La drammatica storia di Ulet Mohamed, morto a 15 anni dopo essere stato rapito in Libia e torturato dai trafficanti. Era su un gommone recuperato da Medici senza Frontiere: «Lasciato senza acqua né cibo perché si era ribellato ai lavori forzati». Altri 300 tratti in salvo

Ulet Mohamed ripeteva solo due parole: «Mamma» e «Coca Cola». Ogni tanto, perdeva conoscenza. E poi riprendeva in modo confuso: «Mamma, Coca Cola, mamma». Per un giorno e mezzo, Medici senza frontiere hanno curato le terribili ferite sul corpo di questo quindicenne somalo salvato con 300 compagni su un gommone malandato. «I suoi amici hanno raccontato che era stato picchiato e torturato prima della partenza dalla Libia, dove era stato costretto ai lavori forzati», spiega Francesca Mangia, che ha assistito Ulet nella straordinaria clinica galleggiante che è diventata la nave Dignity I di Medici senza frontiere. «Lunedì sera, sembrava essersi ripreso. Ha chiesto di vedere il mare. Ma appena uscito è svenuto». E questa volta non c’è stato nulla da fare. Ulet Mohamed è morto a metà strada fra Malta e Augusta. Mancavano una manciata di minuti alle undici.

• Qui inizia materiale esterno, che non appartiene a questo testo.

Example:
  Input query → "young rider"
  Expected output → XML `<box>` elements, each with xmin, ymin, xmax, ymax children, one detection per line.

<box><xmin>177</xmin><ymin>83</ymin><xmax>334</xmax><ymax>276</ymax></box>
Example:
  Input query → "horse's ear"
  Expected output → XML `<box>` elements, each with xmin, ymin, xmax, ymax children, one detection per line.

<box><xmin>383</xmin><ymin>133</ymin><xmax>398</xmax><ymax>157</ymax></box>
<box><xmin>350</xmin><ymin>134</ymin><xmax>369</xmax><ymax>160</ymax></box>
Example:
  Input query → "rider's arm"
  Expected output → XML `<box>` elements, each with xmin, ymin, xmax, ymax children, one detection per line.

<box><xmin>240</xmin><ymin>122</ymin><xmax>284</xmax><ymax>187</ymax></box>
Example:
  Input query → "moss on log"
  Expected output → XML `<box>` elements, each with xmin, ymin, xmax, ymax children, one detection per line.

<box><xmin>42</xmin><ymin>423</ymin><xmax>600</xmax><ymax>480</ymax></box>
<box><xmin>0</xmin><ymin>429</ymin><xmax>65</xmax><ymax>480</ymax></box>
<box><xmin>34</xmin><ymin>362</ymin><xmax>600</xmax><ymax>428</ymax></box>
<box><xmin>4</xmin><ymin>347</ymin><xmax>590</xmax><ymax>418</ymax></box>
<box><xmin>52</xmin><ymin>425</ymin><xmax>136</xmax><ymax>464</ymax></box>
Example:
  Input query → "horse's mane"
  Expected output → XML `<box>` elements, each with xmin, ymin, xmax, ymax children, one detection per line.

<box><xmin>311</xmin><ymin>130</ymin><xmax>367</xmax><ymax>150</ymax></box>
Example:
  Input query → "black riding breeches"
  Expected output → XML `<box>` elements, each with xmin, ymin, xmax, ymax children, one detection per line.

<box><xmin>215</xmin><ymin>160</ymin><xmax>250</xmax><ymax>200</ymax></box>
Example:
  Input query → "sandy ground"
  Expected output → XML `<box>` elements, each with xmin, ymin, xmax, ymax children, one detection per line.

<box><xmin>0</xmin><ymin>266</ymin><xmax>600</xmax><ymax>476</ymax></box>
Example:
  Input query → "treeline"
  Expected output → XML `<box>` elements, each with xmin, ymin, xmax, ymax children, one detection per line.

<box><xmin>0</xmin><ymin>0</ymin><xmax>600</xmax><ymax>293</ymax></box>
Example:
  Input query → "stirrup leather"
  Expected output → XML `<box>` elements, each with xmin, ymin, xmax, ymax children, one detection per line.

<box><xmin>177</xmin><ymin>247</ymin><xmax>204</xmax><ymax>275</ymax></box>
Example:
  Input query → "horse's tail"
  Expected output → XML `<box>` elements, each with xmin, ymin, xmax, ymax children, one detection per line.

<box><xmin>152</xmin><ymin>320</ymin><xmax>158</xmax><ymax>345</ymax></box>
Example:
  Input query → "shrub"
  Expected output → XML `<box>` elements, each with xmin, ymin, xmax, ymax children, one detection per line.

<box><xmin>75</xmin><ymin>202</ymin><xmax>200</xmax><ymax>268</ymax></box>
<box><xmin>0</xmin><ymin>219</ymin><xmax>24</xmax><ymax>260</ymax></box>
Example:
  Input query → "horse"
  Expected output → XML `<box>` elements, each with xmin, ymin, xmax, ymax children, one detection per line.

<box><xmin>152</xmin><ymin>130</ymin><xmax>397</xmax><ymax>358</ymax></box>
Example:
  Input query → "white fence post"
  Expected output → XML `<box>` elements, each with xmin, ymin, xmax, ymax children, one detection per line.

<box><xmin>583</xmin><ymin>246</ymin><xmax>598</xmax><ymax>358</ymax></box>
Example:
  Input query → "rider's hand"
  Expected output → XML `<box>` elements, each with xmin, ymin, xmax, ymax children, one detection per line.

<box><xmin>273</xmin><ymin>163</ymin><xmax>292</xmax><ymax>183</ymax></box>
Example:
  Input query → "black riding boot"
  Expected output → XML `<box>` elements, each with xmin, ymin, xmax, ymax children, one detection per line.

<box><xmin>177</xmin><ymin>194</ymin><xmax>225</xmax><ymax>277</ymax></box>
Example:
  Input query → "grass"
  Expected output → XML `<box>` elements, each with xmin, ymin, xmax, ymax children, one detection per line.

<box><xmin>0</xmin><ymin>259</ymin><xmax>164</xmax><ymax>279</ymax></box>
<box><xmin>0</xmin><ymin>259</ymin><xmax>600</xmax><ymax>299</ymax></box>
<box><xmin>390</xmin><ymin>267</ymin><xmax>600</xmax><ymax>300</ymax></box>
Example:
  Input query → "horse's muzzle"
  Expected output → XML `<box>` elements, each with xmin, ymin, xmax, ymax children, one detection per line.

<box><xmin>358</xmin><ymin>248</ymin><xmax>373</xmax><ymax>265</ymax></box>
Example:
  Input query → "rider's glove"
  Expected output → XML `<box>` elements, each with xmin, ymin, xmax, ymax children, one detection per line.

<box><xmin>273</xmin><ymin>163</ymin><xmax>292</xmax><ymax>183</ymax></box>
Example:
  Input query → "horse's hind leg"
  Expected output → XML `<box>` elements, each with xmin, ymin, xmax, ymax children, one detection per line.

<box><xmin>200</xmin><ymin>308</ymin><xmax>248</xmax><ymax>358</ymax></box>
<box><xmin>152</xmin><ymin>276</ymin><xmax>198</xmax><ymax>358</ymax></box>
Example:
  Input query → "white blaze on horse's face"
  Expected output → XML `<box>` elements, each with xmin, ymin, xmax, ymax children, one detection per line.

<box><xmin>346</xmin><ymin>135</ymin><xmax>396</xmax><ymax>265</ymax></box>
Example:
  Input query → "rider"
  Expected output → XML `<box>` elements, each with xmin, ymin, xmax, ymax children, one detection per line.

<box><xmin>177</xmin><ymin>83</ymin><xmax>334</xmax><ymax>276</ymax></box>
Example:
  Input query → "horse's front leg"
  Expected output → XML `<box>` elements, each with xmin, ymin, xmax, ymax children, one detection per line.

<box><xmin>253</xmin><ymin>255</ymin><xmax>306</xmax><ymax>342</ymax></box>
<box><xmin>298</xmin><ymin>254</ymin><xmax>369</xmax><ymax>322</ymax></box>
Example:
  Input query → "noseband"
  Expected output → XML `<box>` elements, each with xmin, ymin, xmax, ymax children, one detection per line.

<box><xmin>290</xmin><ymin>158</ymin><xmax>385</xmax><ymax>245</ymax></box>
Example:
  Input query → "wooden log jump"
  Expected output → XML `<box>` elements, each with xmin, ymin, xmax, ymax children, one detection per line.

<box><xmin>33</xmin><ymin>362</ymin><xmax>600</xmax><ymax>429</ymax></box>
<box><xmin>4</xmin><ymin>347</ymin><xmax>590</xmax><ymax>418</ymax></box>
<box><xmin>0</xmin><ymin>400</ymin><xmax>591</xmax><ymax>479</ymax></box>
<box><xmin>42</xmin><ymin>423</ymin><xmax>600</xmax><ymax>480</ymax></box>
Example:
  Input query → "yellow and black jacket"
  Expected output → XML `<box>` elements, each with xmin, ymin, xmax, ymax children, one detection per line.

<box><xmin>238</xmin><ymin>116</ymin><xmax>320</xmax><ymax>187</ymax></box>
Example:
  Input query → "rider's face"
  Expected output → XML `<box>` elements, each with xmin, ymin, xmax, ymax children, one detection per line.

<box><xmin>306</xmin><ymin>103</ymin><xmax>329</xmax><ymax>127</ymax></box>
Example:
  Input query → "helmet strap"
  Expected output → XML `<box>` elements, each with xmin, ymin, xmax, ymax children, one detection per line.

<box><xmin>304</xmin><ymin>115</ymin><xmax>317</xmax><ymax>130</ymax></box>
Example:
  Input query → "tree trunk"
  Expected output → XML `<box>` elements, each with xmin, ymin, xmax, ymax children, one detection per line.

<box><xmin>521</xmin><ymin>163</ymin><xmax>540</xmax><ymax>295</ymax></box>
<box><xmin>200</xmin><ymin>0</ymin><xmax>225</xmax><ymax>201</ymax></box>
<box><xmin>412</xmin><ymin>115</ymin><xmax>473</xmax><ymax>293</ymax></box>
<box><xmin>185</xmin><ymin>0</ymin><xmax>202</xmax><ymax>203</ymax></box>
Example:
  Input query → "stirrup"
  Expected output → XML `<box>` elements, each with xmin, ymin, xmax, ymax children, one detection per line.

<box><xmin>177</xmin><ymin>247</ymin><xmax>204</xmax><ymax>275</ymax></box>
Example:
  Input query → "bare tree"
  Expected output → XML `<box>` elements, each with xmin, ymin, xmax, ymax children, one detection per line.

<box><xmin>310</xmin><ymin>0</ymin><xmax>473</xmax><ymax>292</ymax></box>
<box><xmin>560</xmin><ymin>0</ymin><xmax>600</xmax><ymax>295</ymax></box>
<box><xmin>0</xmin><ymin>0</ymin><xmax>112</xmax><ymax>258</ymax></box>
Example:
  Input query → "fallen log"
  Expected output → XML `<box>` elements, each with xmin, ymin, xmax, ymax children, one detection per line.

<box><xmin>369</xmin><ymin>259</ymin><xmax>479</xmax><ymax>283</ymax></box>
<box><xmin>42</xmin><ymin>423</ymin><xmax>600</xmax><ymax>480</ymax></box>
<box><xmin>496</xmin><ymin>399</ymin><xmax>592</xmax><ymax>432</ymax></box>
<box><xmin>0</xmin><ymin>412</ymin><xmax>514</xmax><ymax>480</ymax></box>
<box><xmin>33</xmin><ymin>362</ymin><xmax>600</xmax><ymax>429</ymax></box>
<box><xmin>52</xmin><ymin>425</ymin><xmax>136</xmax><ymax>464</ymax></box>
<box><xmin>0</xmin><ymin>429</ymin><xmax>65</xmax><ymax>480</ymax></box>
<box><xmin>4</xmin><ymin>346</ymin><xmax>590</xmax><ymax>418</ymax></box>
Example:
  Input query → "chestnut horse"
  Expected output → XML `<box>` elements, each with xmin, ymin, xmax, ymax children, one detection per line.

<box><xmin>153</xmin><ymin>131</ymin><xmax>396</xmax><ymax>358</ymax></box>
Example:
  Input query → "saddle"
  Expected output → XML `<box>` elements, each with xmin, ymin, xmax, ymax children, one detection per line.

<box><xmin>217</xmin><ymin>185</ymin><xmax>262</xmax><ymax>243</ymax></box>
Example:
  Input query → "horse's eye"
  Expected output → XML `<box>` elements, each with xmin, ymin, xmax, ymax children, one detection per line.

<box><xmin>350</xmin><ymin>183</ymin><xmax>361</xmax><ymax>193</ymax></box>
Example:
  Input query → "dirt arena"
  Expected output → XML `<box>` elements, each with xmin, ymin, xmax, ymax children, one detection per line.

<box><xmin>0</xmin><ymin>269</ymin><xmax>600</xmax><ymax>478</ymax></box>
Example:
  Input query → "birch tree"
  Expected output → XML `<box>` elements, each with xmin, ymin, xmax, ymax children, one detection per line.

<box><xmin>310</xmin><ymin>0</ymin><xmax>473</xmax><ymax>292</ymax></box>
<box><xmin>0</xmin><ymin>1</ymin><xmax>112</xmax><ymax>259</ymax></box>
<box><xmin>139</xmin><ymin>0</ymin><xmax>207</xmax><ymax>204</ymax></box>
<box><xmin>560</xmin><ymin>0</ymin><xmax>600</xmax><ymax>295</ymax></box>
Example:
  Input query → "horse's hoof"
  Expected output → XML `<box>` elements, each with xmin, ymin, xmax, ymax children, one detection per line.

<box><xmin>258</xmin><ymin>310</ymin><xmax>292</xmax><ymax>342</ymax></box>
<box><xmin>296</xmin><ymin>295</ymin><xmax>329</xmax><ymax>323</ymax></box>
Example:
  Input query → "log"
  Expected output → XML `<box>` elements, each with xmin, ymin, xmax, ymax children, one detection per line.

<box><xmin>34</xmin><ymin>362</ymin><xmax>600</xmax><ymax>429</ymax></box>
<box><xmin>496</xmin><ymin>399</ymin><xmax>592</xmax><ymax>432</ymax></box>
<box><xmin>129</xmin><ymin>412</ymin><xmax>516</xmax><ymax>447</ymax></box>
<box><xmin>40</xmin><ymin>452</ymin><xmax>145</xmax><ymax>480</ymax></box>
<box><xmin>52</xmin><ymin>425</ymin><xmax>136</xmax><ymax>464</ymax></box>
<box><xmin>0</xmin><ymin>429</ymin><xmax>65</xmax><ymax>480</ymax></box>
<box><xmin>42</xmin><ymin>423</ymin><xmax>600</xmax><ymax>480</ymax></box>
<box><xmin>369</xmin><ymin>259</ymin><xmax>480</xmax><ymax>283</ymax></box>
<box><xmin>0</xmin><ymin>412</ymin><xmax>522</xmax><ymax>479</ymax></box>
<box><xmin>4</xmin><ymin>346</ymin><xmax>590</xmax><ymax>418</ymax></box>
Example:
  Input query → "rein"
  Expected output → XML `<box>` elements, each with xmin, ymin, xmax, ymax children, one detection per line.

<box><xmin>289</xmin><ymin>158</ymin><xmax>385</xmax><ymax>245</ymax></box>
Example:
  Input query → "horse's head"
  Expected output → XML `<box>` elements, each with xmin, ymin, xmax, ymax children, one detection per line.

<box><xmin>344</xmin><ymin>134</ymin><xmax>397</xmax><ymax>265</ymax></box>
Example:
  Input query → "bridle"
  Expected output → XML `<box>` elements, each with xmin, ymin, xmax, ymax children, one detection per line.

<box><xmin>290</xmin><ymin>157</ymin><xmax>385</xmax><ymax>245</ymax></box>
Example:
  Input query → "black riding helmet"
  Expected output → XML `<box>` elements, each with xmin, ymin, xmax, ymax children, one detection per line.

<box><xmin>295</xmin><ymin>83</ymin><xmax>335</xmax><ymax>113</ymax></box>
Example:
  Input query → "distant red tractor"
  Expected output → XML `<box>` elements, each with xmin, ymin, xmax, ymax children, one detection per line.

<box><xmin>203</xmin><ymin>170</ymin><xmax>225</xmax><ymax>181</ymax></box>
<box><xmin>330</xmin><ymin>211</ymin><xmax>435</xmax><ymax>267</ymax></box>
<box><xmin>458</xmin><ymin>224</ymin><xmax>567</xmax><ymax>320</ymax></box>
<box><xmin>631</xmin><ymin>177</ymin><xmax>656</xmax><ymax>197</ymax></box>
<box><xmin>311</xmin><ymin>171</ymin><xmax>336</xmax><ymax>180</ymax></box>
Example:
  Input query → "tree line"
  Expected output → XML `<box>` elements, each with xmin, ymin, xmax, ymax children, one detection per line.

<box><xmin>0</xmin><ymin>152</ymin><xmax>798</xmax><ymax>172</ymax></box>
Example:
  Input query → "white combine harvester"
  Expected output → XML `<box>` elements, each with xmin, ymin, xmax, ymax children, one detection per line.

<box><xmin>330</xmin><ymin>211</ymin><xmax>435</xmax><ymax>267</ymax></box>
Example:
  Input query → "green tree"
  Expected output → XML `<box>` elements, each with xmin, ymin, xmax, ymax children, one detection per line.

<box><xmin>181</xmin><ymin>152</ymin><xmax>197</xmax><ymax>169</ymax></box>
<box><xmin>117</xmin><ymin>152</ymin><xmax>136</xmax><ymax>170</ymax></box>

Così, la storia di questo ragazzo somalo è già il simbolo dell’ultima drammatica traversata. Mentre nel Canale di Sicilia le operazioni di soccorso continuano. E la centrale operativa della Capitaneria di Porto, a Roma, aggiorna il bilancio dei sopravvissuti. Altri 120 sono stati salvati su un gommone fermo a 40 miglia a Nord delle coste libiche. «Su quelle imbarcazioni ci sono sempre più bambini e ragazzi che viaggiano da soli», dice Loris De Filippi, il presidente di Msf Italia. «Fino a due anni fa, quei minori salvati in mare li ritrovavamo poi nelle campagne di Cassibile, di Rosarno, di Pachino, sfruttati dai caporali. Oggi, quei ragazzi arrivano sui barconi dopo aver già vissuto l’esperienza della schiavitù». Quei ragazzi vengono rapiti dai trafficanti di uomini, che chiedono poi un riscatto. Anche Ulet era stato rapito. I suoi compagni raccontano che si era ribellato. «Per questo era stato anche torturato – racconta Francesca Mangia – poi l’avevano lasciato senza acqua, né cibo». E quel ragazzino minuto si era ammalato. Accadeva tre settimane fa, dice l’autopsia del medico legale incaricato dal procuratore di Siracusa. Il referto parla di «edema polmonare acuto». Non c’è stato nulla da fare. «Le violenze avevano anche determinato pesanti infezioni – spiegano dalla nave Dignity – abbiamo davvero fatto di tutto, le condizioni del ragazzo erano migliorate, ma poi il suo cuore non ha retto». Anche Save the children lancia l’allarme per le sevizie sui bambini e i ragazzi in Libia. «Dall’inizio dell’anno sono arrivati almeno 7.600 minori non accompagnati, in maggioranza eritrei, somali e di altri paesi dell’Africa sub-sahariana o occidentale: quasi sempre sono in condizioni critiche», spiega Raffaela Milano.
Un sedicenne partito dal Senegal ha lavorato sei mesi in Libia: «Nei campi ero costretto a raccogliere per tutto il giorno una pianta spinosa che mi ha lasciato ferite ovunque nelle mani e nelle braccia», ha raccontato agli operatori di Save the children. «La notte ci picchiavano perché non scappassimo». Un altro sedicenne del Senegal è stato sequestrato in Libia: «Mi bastonavano due volte al giorno, volevano un riscatto di 1000 dinari». Sono tante le storie di disperazione.
«Adesso – dice Francesca Mangia – spero che Ulet trovi finalmente pace. Ma non è ancora così. Ad Augusta, non si è trovato posto per seppellirlo». Il suo corpo martoriato è stato sistemato temporaneamente dentro una cella frigorifero. In attesa che da qualche parte, in Sicilia, si trovi una sepoltura.